CoinShares Analysts Tip Bitcoin-Based ‘Rival’ to Shake Stablecoin Space

On Jan 23, 2024 at 10:50 am UTC by · 3 min read

Analysts believe that any Bitcoin-based projects at this time will not only “rival the speed and cost” of alternatives but also retain the undeniable stability of the Bitcoin infrastructure.

Analysts from crypto investment firm CoinShares have predicted the emergence of a Bitcoin-based stablecoin in 2024. According to a January 22 outlook report, it looks like the right time for Bitcoin to float a stablecoin project that will offer a highly competitive speed and cost alternative to what the majority of the modern stablecoins currently offer. An excerpt from the publication reads:

“Altogether our prediction is that a Bitcoin project focused on competing in the modern stablecoin sector will be made easily accessible to users this year.”

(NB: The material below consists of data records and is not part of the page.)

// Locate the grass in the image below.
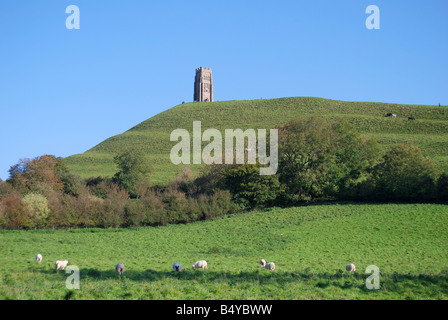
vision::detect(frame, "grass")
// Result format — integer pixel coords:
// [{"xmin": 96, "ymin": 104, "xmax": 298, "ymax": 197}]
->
[
  {"xmin": 66, "ymin": 97, "xmax": 448, "ymax": 183},
  {"xmin": 0, "ymin": 203, "xmax": 448, "ymax": 299}
]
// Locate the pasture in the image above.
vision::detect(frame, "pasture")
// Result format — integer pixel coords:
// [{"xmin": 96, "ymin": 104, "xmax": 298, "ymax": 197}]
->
[
  {"xmin": 65, "ymin": 97, "xmax": 448, "ymax": 184},
  {"xmin": 0, "ymin": 203, "xmax": 448, "ymax": 300}
]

Meanwhile, the report was put together by CoinShares’ head of Bitcoin research, Christopher Bendiksen, and analyst Matthew Kimmel. Although the duo admitted that Bitcoin-based stablecoins had been created before, they believe that any such projects at this time will not only “rival the speed and cost” of alternatives but also retain the undeniable stability of the Bitcoin infrastructure. That is not to mention that such a Bitcoin-based stablecoin project will become easily accessible to users, the duo added. Bendiksen and Kimmel wrote in a part statement:

“The Bitcoin blockchain boasts the longest history, greatest stability, least technical debt, and strongest assurances.”

Massive Integrations to Make Bitcoin-Based Stablecoin a Huge Success

Bendiksen and Kimmel also presume that businesses and other Bitcoin plugins will play a major role in the quick popularity and usage growth of this rival stablecoin. That is in case it emerges. They expect that to happen as long as the businesses continue to integrate stablecoin spending. In the long run, this could even be a major boost for Bitcoin’s monetary properties and its decentralized nature, the team said.

CoinShares analysts were also quick to point out that despite the positivity around the prediction, some technical issues remain. They mentioned how records show that stablecoin users would rather use faster and lower-cost networks. And according to Bendiksen and Kimmel, this could pose a serious problem for adoption.

“…History has shown that stablecoin adoption tends to flock towards the platform offering the cheapest transaction costs and highest speed,” the statement reads.

As earlier mentioned, several Bitcoin infrastructure firms have created stablecoins on Bitcoin’s base layer. Trust Machines names the likes of Stacks, RSK and Liquid Network as such firms to have done so. In May 2023, Coinspeaker reported that the founder of BitMEX Arthur Hayes was eyeing such a project.

Some other United States dollar-denominated stablecoins have also launched on the Bitcoin layer-2 network. They include Dollar on Chain (DoC), Liquid-based Tether (L-USDT), USDA, and rDAI (RDAI) among others.

It is expected that all these stablecoins will eventually find their way to Bitcoin’s base layer. However, it’s not “currently possible” to do so, per Trust Machines.